U mnie na reiserfs mam w fstab opcję noatime, aby wyłączyć zapis do dysku co ok 5s związany z atrybutem czasu dostępu do pliku. Jednak rzeczy związane z księgowaniem bez opcji noatime były widoczne w syslogu (proces pdflush) i poza tym, przy monitorowaniu dysku np gkrellm widać było na wykresie ladny grzebień z małymi pikami co 5s.
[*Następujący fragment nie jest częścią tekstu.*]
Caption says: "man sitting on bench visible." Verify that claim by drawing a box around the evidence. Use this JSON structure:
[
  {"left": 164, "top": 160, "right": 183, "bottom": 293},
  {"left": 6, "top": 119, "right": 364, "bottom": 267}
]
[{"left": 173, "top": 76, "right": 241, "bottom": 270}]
Proponuję zamieścić jeszcze zawartość /etc/mtab. 

UPDATE w trakcie pisania:

Właśnie sprawdziłem po przesiadce na libata i mam podobny objaw co canis_lupus. Brak wpisów w syslog, a dysk się budzi. Wczoraj dopiero (przy okazji nowego jądra) zmieniłem na nowy sterownik SATA/PATA (wcześniej używałem zwykłego ATA), więc chyba jest to z tym związane. Sprawdziłem hddtemp i chyba on jest winowajcą w moim przypadku. Wcześniej przy uśpionym dysku nie zwracał nic (nie wiem dokładnie, gkrellm2 wyświetlał 0 stopni). Teraz wywołując hddtemp z konsoli dysk się budzi, a w syslogu pusto. Dysk nie śpi więcej niż kilkanaście sekund. Po wyłączeniu (/etc/init.d/hddtemp stop), dysk "przespał" się ok półtorej minuty, zanim nie dopadł go acpid z jakimś nieistotnym wpisem w /var/log/acpid.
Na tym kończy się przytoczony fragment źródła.